Mas o inspetor-geral de Finanças não teve em conta nada disto. Limitou-se a decidir que não queria falar com a presidente da TAP porque, como ela "não entende as perguntas", não obteria as respostas que, caso ela entendesse as perguntas, poderia obter.
A profunda maçada com que o inspetor-geral de Finanças, na comissão de inquérito, se referiu à presidente da TAP e à dificuldade da gestora em exprimir-se e entender português quase toca um ato de xenofobia e é de um chauvinismo que tantas vezes associamos aos franceses. A explicação dada pelo inspetor-geral de Finanças é, além do mais, de uma displicência, arrogância e desprezo que, precisamente por ser um alto funcionário público, não se pode nem aceitar, nem deixar passar em claro.

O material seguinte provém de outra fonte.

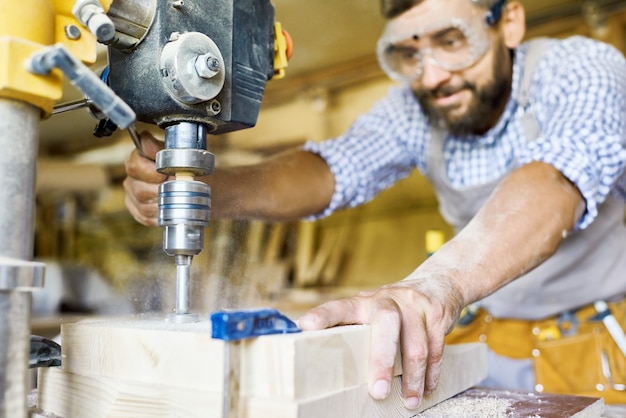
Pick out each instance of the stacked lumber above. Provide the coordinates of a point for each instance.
(152, 368)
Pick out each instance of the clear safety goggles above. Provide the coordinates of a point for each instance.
(452, 44)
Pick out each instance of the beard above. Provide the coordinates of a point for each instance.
(484, 108)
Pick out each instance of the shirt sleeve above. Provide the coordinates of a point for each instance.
(381, 147)
(581, 111)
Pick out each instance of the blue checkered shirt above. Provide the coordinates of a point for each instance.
(578, 93)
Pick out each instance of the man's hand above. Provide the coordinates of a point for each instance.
(414, 315)
(142, 181)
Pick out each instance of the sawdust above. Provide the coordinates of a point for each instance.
(469, 408)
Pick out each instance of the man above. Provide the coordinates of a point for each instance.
(525, 147)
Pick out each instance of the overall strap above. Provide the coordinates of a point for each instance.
(533, 56)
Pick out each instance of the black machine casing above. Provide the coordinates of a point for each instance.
(243, 30)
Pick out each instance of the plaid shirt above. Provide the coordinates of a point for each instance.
(578, 94)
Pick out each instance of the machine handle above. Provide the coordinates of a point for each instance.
(98, 93)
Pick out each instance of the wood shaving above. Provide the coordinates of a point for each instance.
(468, 408)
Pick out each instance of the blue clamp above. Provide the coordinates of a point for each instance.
(236, 325)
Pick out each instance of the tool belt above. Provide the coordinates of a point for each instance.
(572, 353)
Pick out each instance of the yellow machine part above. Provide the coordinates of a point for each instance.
(282, 50)
(27, 27)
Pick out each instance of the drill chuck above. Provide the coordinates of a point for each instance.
(184, 212)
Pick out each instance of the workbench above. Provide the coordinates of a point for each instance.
(152, 369)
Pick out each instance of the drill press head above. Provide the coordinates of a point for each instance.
(192, 67)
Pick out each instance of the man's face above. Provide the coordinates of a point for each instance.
(469, 101)
(462, 79)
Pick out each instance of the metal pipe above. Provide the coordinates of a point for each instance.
(19, 123)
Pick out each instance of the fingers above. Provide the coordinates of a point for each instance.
(329, 314)
(142, 182)
(141, 200)
(399, 318)
(142, 168)
(415, 358)
(150, 145)
(384, 346)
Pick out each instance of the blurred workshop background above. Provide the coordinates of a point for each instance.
(100, 260)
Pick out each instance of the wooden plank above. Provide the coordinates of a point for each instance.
(149, 351)
(71, 395)
(148, 364)
(464, 365)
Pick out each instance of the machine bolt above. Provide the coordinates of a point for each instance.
(215, 107)
(72, 32)
(207, 65)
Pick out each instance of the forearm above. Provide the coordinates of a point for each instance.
(520, 226)
(289, 186)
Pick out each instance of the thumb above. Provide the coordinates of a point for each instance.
(150, 145)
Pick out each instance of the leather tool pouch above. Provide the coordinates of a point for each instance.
(577, 358)
(588, 363)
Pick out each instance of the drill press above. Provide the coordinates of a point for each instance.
(193, 68)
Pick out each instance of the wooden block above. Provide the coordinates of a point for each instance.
(70, 395)
(150, 351)
(464, 365)
(155, 364)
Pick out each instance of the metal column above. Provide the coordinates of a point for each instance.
(19, 123)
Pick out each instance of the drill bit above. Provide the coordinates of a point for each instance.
(183, 277)
(183, 264)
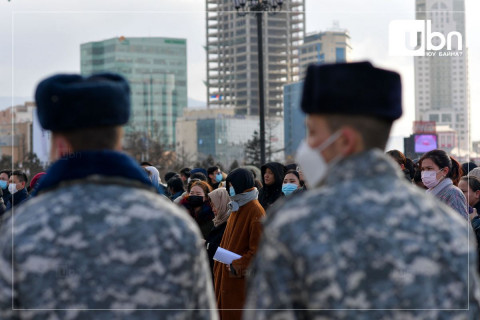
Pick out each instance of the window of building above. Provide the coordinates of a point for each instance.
(434, 117)
(340, 55)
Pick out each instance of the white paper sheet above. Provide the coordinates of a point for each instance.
(225, 256)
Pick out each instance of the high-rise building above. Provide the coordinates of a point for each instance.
(441, 76)
(294, 119)
(232, 55)
(156, 69)
(16, 131)
(222, 134)
(325, 47)
(330, 46)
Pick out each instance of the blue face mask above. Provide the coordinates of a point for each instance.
(288, 188)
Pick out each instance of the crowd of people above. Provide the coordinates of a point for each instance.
(346, 232)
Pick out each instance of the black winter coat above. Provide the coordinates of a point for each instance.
(269, 194)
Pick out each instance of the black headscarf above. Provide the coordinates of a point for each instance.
(241, 180)
(269, 194)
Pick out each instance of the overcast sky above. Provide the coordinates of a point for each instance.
(46, 37)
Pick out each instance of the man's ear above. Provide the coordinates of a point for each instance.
(60, 147)
(350, 141)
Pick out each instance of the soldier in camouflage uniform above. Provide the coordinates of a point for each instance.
(96, 241)
(364, 243)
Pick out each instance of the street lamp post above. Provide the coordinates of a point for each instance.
(258, 7)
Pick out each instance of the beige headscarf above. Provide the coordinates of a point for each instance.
(220, 199)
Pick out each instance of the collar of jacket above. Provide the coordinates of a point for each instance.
(364, 165)
(80, 165)
(19, 196)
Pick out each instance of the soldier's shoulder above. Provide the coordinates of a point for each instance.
(117, 206)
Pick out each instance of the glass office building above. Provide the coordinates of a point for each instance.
(294, 119)
(156, 69)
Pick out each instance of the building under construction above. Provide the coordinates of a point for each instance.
(232, 55)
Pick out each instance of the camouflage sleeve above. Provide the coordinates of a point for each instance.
(7, 293)
(458, 202)
(273, 290)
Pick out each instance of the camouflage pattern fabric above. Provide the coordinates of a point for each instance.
(99, 247)
(365, 240)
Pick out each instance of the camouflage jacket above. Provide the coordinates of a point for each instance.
(103, 248)
(365, 245)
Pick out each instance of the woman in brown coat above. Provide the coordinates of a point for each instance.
(241, 236)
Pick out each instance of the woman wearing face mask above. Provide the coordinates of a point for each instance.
(199, 207)
(241, 236)
(291, 183)
(272, 178)
(439, 174)
(219, 200)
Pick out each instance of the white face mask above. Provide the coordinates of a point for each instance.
(311, 161)
(429, 178)
(12, 187)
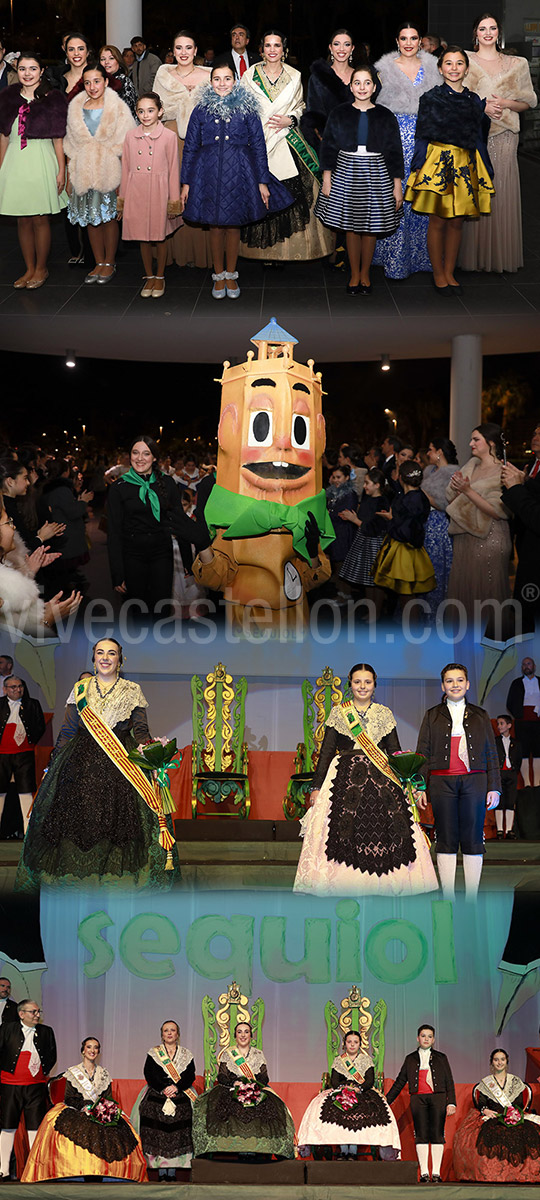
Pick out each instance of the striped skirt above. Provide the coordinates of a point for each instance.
(361, 197)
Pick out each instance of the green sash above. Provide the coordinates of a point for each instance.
(240, 516)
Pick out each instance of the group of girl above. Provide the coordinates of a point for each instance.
(243, 160)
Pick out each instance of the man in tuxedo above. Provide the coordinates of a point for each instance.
(432, 1099)
(521, 495)
(523, 702)
(239, 58)
(22, 725)
(28, 1053)
(7, 1006)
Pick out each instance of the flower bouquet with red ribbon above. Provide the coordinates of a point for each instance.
(511, 1116)
(247, 1093)
(105, 1113)
(407, 763)
(346, 1099)
(159, 756)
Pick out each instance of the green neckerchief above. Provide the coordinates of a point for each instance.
(240, 516)
(145, 490)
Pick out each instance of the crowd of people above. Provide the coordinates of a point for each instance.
(87, 1134)
(411, 160)
(409, 523)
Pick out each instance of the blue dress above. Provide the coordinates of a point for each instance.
(225, 161)
(406, 252)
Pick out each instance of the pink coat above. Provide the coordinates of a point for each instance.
(150, 185)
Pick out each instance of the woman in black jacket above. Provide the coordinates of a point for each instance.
(144, 511)
(363, 165)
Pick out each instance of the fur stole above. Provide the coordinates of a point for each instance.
(465, 516)
(397, 91)
(238, 102)
(513, 83)
(46, 119)
(95, 162)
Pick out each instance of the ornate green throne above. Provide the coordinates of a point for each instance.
(318, 700)
(220, 784)
(219, 1026)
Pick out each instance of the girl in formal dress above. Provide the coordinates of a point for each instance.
(360, 837)
(149, 198)
(226, 180)
(402, 564)
(33, 168)
(450, 173)
(363, 165)
(97, 124)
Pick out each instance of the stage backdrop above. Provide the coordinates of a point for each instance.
(118, 966)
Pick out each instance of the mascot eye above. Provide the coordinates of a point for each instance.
(261, 429)
(300, 432)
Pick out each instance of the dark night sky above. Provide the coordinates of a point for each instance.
(114, 405)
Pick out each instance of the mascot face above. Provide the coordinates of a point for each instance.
(271, 431)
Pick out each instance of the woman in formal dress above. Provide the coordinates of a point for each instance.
(95, 819)
(33, 166)
(178, 89)
(405, 77)
(166, 1108)
(359, 834)
(479, 525)
(498, 1140)
(295, 233)
(241, 1115)
(442, 457)
(503, 81)
(77, 1138)
(359, 1117)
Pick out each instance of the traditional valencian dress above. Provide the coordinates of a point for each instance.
(487, 1149)
(293, 233)
(241, 1114)
(360, 835)
(166, 1121)
(96, 817)
(361, 1119)
(70, 1143)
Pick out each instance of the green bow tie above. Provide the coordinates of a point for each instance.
(240, 516)
(145, 490)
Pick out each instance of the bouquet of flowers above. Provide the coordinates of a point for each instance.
(406, 763)
(105, 1113)
(511, 1116)
(159, 756)
(346, 1099)
(249, 1093)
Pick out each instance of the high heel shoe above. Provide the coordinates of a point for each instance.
(219, 293)
(233, 293)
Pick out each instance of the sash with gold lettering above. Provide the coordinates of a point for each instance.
(349, 1063)
(114, 750)
(240, 1060)
(365, 744)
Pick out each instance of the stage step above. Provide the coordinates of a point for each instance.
(215, 1170)
(363, 1174)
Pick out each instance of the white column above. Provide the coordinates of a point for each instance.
(466, 391)
(124, 21)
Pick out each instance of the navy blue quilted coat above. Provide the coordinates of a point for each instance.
(225, 161)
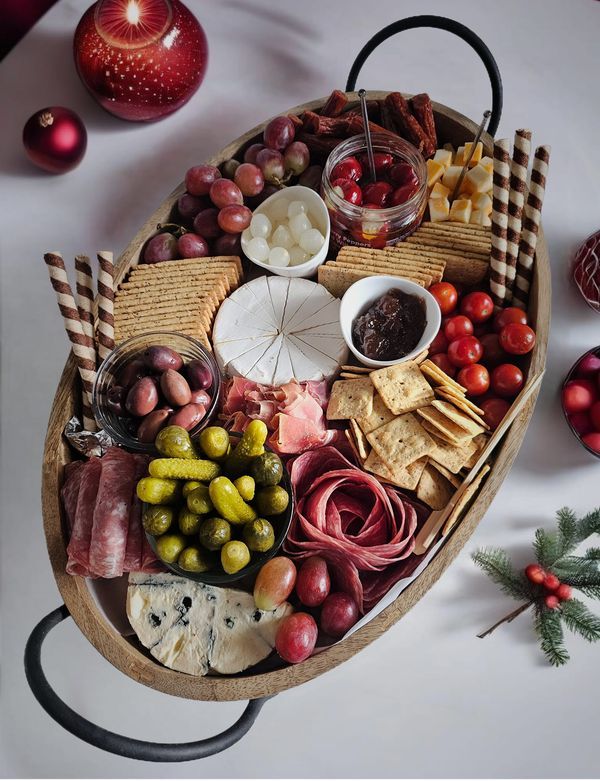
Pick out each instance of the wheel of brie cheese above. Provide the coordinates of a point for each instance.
(275, 329)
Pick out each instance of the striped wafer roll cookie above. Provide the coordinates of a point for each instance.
(81, 344)
(531, 223)
(499, 221)
(106, 297)
(516, 201)
(85, 294)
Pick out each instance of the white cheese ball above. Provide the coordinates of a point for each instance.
(311, 241)
(298, 256)
(258, 249)
(299, 224)
(260, 226)
(296, 207)
(281, 237)
(279, 256)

Se a presidente da TAP não fala bem português e o inspetor-geral de Finanças não fala francês - nem a isso é obrigado - não é preciso ir fazer um doutoramento em Cience Po, na Sorbonne, para saber o que há a fazer - chamar um tradutor e, desta forma, quer a presidente da TAP, quer o Inspetor Geral de Finanças poderiam entender-se, ainda que falando idiomas diferentes.
A Inspeção Geral de Finanças não é um tribunal. Mas fazer o contraditório, pedir explicações às várias partes envolvidas e recolher o máximo de informação possível faz parte de um trabalho minucioso e rigoroso e dá garantias de que, quando terminado, e depois se homologado, o parecer está blindado.
Deste modo, o parecer passa a ser mesmo isso: parece que; porque, tal como neste caso, alegando as dificuldades da língua, temos a obrigação de ficar de pé atrás em relação aos próximos pareceres. Podem estar incompletos ou sem dar atenção a uma qualquer das partes envolvidas, simplesmente porque o diretor decide não interrogar alguém porque não fala a mesma "língua", não tomou banho, usa cabelo comprido, expressa-se mal, dá respostas longas ou não tem um tom de voz adequado.